Looking at your 'data' here, I think a nonlinear regression might be better ...

If your relationship is nonmonotone or if you have multiple predictor values then there can be multiple x-values for a given y-value and you need to decide how to deal with that.

One option that could be slow (and may be the method used in the other packages mentioned) is to use the uniroot function:

x <- runif(100, min=-1,max=2)
y <- exp(x) + rnorm(100,0,0.2)

fit <- lm( y ~ poly(x,3), x=TRUE )
(tmp <- uniroot( function(x) predict(fit, data.frame(x=x)) - 4, c(-1, 2) )$root)
library(TeachingDemos)
plot(x,y)
Predict.Plot(fit, 'x', data=data.frame(x=x), add=TRUE, ref.val=tmp)

You could use the TkPredict function from the TeachingDemos package to eyeball a solution.

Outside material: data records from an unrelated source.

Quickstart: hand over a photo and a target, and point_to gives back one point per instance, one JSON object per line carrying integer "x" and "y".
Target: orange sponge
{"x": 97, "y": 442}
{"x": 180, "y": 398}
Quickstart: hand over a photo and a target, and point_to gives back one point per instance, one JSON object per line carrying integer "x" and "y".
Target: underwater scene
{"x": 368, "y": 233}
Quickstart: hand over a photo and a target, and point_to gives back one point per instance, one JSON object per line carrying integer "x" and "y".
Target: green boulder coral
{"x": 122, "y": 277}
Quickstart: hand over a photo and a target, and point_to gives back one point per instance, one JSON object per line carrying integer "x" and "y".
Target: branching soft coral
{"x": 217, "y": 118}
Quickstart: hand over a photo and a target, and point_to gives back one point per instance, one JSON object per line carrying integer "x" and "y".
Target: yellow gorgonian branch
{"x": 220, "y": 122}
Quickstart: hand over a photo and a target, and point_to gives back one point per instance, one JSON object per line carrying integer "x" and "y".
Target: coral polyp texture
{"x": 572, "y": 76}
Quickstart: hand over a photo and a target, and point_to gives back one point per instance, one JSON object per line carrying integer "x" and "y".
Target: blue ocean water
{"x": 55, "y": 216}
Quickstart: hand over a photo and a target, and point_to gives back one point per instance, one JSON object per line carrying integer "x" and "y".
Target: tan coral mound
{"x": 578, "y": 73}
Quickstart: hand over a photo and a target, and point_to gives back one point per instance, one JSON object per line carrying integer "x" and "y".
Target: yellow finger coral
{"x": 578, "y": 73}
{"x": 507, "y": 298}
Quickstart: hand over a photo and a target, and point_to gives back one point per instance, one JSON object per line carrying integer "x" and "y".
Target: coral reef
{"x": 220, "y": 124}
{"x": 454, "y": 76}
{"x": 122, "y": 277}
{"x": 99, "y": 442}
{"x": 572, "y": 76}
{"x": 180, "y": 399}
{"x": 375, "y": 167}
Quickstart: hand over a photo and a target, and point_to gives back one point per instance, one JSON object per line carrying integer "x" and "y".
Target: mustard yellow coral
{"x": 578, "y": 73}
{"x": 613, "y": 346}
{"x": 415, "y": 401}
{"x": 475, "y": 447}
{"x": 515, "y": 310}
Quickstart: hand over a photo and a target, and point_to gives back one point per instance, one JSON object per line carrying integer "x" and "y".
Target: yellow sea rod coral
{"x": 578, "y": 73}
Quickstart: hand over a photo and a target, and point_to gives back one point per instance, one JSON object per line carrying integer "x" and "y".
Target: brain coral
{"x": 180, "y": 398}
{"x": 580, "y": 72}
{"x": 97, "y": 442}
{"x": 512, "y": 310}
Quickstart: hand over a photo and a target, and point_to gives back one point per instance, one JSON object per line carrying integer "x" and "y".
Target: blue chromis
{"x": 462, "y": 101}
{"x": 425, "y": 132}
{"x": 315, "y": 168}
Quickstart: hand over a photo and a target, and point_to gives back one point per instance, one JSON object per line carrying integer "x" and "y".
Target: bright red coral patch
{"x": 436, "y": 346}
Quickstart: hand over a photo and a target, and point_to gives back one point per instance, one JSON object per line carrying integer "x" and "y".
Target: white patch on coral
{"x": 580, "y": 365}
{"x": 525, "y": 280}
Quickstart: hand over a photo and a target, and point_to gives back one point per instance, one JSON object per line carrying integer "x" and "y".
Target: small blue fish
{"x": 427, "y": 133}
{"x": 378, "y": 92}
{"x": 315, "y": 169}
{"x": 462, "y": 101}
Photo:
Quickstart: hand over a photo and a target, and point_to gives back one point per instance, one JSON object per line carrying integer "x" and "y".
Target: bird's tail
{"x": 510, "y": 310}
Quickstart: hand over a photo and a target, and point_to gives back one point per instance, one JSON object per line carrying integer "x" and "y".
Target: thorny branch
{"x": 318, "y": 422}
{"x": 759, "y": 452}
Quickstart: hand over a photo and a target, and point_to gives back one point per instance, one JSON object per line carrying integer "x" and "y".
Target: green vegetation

Or you could get a fairly quick approximation by generating a lot of predicted points, then feeding them to the approxfun or splinfun functions to produce the approximations:

tmpx <- seq(min(x), max(x), length.out=250)
tmpy <- predict(fit, data.frame(x=tmpx) )
tmpfun <- splinefun( tmpy, tmpx )
tmpfun(4)

Since this is a typical problem in chemistry (predict values from a calibration), package chemCal provides inverse.predict. However, this function is limited to "univariate model object[s] of class lm or rlm with model formula y ~ x or y ~ x - 1."

x <- c(0, 40, 80, 120, 160, 200)
y <- c(6.52, 5.10, 4.43, 3.99, 3.75, 3.60)
plot(x,y)
model <- lm(y ~ x)
abline(model)
require(chemCal)
ynew <- c(5.5, 4.5, 3.5)
xpred<-t(sapply(ynew,function(y) inverse.predict(model,y)[1:2]))
#  Prediction Standard Error
#[1,] 31.43007   -38.97289     
#[2,] 104.7669   -36.45131     
#[3,] 178.1037   -39.69539
points(xpred[,1],ynew,col="red")

Warning: This function is quite slow and not suitable, if you need to inverse.predict a large number of values.

If I remember correctly, the neg. SEs occur because the function expects the slope to be always positive. Absolute values of SE should still be correct.